Joseph Sabino Mistick: Downtowns must fight covid, too
In the wake of the latest and perhaps the last coronavirus surge, big-city mayors are grappling with changes to every aspect of urban life. And nothing has changed more than most cities’ downtown districts.
What are threatened here are those revenue streams that pay for essential municipal and social services — those things that make a city a city.
In her Washington Post column “Cities aren’t facing up to their ‘long covid’ crisis: Downtown is in deep trouble” last week, Megan McArdle wrote that “post-pandemic downtowns are likely to be short perhaps a quarter of their pre-pandemic workforce on an average day.”
“Empty streets and stores mean fewer jobs, lower taxes, higher costs and a risk that things will decay further. This problem also adds urgency to other issues that make it more unpleasant and less desirable to live in cities, like rising crime and public disorder,” McArdle wrote.
“Empty buildings attract crime and other nuisances, and they don’t create demand for the amenities that tenants look for when choosing an office. So each storefront or building that goes vacant will leach blight into the surrounding neighborhood.”

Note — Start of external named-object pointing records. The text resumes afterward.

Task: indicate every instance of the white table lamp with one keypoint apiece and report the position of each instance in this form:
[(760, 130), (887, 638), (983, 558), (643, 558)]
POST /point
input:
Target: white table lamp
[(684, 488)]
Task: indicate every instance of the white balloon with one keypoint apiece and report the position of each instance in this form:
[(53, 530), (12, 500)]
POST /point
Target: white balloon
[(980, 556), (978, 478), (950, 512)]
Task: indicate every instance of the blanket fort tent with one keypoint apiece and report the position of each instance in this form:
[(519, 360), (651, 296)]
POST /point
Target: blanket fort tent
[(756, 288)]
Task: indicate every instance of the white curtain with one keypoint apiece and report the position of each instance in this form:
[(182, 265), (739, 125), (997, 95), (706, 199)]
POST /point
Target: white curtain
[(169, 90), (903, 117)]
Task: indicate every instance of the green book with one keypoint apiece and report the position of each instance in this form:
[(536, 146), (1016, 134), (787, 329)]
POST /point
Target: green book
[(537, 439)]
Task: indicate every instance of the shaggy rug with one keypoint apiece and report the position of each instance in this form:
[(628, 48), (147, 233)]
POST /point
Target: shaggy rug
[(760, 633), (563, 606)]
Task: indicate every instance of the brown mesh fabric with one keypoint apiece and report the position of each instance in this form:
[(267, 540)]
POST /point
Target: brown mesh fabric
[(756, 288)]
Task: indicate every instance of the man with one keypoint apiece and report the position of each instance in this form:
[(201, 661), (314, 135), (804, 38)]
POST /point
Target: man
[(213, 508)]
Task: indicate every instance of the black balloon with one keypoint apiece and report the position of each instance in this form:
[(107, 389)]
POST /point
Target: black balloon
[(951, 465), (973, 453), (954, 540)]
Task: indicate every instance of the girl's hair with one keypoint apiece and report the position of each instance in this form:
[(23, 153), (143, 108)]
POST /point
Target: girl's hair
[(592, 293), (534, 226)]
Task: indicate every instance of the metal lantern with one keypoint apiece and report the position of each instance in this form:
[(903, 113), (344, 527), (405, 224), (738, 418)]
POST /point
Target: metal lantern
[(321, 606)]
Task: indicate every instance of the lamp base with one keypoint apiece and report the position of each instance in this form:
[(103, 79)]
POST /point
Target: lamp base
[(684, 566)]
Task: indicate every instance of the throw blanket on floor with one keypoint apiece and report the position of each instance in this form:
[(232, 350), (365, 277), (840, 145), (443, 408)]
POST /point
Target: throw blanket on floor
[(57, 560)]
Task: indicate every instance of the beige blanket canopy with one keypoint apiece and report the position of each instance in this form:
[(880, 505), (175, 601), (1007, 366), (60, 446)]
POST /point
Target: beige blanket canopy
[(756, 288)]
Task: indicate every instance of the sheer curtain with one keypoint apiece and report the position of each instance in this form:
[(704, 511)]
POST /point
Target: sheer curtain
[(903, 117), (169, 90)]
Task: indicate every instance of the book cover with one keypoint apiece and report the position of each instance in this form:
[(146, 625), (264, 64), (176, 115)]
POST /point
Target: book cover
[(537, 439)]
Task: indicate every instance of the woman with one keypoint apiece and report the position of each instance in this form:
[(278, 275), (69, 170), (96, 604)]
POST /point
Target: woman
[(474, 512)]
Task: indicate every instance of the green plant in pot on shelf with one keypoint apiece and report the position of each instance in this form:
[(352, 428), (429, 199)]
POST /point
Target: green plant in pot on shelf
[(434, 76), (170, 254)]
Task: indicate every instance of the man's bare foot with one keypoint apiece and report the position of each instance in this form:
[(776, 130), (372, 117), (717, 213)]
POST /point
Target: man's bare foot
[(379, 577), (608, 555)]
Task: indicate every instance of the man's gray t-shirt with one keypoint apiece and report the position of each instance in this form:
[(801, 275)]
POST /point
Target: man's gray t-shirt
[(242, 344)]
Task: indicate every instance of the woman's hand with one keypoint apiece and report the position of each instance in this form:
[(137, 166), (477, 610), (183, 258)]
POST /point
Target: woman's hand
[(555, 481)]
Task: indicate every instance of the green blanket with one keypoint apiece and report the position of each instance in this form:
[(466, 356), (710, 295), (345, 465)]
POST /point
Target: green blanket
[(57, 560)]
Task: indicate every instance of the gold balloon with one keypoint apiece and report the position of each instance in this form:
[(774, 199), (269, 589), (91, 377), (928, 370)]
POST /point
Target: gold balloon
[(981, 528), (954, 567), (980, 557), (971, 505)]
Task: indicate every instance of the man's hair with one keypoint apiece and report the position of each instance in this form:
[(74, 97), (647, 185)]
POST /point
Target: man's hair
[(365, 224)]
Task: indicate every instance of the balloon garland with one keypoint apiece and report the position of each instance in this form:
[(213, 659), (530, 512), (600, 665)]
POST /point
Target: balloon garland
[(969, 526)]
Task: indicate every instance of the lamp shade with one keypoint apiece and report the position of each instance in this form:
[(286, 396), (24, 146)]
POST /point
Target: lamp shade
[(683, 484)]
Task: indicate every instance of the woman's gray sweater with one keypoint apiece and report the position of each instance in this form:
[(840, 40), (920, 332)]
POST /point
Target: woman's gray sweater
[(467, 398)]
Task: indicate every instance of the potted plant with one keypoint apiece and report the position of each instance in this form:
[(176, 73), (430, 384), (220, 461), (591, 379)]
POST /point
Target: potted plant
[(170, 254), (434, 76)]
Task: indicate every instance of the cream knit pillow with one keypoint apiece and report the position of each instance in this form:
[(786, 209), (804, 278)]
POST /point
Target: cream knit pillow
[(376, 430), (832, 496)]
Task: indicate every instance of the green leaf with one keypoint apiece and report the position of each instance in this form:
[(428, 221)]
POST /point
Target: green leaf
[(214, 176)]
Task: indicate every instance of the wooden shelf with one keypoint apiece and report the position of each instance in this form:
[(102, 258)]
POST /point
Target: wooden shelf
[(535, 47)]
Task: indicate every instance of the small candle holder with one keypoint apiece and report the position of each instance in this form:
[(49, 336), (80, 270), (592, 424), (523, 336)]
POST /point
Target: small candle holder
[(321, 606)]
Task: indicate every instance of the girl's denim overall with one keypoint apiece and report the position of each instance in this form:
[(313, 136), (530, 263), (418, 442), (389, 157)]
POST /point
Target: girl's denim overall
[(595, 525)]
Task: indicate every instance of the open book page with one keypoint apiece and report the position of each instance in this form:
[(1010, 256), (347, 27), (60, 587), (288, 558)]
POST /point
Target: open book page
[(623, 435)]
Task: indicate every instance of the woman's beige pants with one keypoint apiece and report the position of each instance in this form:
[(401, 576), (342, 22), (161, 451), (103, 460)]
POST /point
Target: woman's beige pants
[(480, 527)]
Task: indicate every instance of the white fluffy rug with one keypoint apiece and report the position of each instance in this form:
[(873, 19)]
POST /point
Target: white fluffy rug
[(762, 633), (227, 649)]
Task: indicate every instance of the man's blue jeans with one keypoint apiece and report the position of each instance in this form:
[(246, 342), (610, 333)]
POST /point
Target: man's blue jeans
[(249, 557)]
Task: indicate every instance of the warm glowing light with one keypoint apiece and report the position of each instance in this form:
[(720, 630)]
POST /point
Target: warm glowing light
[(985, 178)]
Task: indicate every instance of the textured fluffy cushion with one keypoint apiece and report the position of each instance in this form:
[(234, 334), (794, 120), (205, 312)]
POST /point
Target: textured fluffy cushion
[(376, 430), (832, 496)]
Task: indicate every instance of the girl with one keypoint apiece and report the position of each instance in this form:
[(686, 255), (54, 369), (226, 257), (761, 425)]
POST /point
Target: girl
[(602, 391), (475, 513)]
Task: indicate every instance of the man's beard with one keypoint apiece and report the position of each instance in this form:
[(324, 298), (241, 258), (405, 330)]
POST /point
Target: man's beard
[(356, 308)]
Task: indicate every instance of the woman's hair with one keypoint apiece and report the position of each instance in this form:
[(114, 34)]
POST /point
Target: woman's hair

Luckily, Pittsburgh has had to fight for survival before, and we have won. With the city under great stress, we have a history of cooperating to save our town.
In 1946, when filthy air and polluted rivers threatened to leave Pittsburgh behind as the nation prospered, Mayor David L. Lawrence and Mellon Bank Chairman Richard King Mellon launched Pittsburgh’s first Renaissance. They cleaned up the environment and built Gateway Center and two parks — Mellon Square and Point State Park — all part of a new Downtown Pittsburgh.
In the late 1970s, Mayor Richard S. Caliguiri kept Pittsburgh nationally competitive through Renaissance II, partnering with the Allegheny Conference to change the Downtown skyline and recharge the city’s economy with six major buildings. And a safe Downtown became the region’s entertainment destination.
Both times, success came from strong partnerships with business and corporate leaders plus an aggressive approach to responsible development. Both times, the revenue from a healthy Downtown helped pay for services and improvements throughout the city’s neighborhoods and minimized the tax burden on residents.
Those same partnerships and bold action are needed now to get Pittsburgh through one more fight. Pittsburgh’s economic leaders will step up because they understand that Downtown is their neighborhood, too. Lawrence and Caliguiri counted on that.
Development in Downtown will look different this time. It will include the conversion and repurposing of some Downtown buildings for residential use. In the meantime, other developments throughout the city must move forward quickly and responsibly.
Those projects that have been delayed by bureaucratic bickering and demands that go far beyond the fairness of the public process are now the only hope we have to keep current homeowners from picking up the slack.
As cities struggle to fight off the lingering effects of covid on urban life as we once knew it, McArdle argues that we should remember what made our cities great in the first place.
“Before we can reimagine urban areas as models of ecologically sustainable living, or social justice, we have to reimagine downtown as what it used to be: the organic engine of a living city.”